Yuichiro he carried the bag he received from the Moyai Support Center in Shijuku district, Tokyo. Image: Japan Times.

More than 10 million Japanese earn less than $ 19,000 a year and one in six is ​​in the relatively poor group, earning less than half of the middle class. Half a million Japanese have lost their jobs in the past six months and the consequences of the recession are affecting the entire population.

“The middle class is definitely in crisis,” said Kenji Seino, head of the nonprofit relief team Tenohasi.

The Tenohasi group supplied food, clothing, sleeping bags and medical assistance to about 250 people in Tokyo’s busy Ikebukuro district, and offered advice on employment and public services. “People who are already in difficult situations are facing a pandemic now. They are like walking on a rope and that rope just broke,” Seino said.

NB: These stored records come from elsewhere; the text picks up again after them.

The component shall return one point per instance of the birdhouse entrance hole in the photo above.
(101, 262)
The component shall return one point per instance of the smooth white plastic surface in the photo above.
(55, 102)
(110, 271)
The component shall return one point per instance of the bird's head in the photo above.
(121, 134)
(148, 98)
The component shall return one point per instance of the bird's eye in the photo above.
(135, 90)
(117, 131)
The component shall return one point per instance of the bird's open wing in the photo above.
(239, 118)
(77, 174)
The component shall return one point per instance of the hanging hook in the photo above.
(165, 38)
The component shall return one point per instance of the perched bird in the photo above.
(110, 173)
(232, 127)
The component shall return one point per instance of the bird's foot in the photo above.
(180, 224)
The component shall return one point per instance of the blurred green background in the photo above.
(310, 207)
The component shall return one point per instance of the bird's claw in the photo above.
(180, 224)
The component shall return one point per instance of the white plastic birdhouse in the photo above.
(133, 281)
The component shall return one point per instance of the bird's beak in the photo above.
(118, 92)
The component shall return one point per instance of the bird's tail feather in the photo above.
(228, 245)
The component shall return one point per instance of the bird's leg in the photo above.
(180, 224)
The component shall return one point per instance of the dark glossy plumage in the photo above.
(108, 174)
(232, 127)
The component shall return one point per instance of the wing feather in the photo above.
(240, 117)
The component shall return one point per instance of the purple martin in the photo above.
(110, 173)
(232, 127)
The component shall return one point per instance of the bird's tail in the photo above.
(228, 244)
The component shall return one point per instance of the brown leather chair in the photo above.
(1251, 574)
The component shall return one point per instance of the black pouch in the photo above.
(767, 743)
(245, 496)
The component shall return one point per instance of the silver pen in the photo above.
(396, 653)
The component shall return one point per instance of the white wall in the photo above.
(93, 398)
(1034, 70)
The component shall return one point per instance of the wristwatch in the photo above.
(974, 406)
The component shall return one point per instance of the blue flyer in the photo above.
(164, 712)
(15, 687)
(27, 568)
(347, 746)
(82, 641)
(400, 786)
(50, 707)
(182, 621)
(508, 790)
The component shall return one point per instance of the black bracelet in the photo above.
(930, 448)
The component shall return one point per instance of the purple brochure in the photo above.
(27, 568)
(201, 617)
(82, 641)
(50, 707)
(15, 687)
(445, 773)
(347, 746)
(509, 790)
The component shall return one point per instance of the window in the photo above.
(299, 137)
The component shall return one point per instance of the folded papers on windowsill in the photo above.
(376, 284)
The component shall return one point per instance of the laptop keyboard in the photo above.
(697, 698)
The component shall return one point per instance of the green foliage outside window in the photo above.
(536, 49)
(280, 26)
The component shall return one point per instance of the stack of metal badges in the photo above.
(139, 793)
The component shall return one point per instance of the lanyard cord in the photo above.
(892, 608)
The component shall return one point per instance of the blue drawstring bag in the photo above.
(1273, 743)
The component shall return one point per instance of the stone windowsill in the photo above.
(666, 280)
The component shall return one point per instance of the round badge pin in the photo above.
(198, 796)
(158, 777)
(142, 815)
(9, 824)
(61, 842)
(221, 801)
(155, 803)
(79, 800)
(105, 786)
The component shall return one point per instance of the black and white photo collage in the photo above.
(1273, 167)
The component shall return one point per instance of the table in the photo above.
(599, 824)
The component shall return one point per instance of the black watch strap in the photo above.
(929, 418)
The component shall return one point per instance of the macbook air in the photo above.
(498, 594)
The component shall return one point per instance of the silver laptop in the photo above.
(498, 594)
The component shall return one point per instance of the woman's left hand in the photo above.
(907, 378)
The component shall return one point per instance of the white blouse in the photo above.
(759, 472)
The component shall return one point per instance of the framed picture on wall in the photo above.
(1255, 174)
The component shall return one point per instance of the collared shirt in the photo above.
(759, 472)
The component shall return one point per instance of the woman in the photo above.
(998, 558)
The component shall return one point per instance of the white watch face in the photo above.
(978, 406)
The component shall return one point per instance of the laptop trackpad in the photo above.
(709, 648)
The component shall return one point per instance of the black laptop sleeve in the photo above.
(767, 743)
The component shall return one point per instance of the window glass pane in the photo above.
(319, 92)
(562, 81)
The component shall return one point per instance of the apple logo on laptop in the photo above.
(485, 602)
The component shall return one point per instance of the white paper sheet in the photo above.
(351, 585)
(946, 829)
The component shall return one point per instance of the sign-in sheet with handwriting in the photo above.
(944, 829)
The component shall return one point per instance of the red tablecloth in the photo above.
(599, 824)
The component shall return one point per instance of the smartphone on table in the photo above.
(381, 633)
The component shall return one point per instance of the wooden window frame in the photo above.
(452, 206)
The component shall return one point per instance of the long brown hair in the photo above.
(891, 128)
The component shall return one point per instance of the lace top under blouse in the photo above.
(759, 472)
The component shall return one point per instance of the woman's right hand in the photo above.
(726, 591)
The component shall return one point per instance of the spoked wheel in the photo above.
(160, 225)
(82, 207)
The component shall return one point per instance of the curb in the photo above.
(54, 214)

The economic crisis may have contributed to an increase in suicide rates by the end of 2020. The 1% increase in unemployment could lead to an increase in the number of suicides by 3,000 people a year, experts warn. Mr. Taro Saito from NLI Research Institute.

Women are a particular group of financial difficulties because many work in temporary jobs in heavily affected industries such as retail, restaurants, and hotels. Experts say women are often reluctant to seek help or queue for food, but now they have seen many mothers bring their babies to aid kiosks. Seino says the number of women he has helped is 20% less, but he believes many more have yet to show up. “There are mothers who think their children will feel ashamed of having to live on public welfare,” he said.

Activists acknowledge the scale of poverty in Japan is smaller than in many countries, even among other developed countries. But this does not make sense for people who are struggling to find accommodation. An unnamed construction worker who visits a supply counter in Ikebukuro says his monthly income has dropped below $ 200. His finances are just enough to pay the rent one more time. “I don’t want to go out on the street. It’s so cold that I don’t know what to do now,” he said.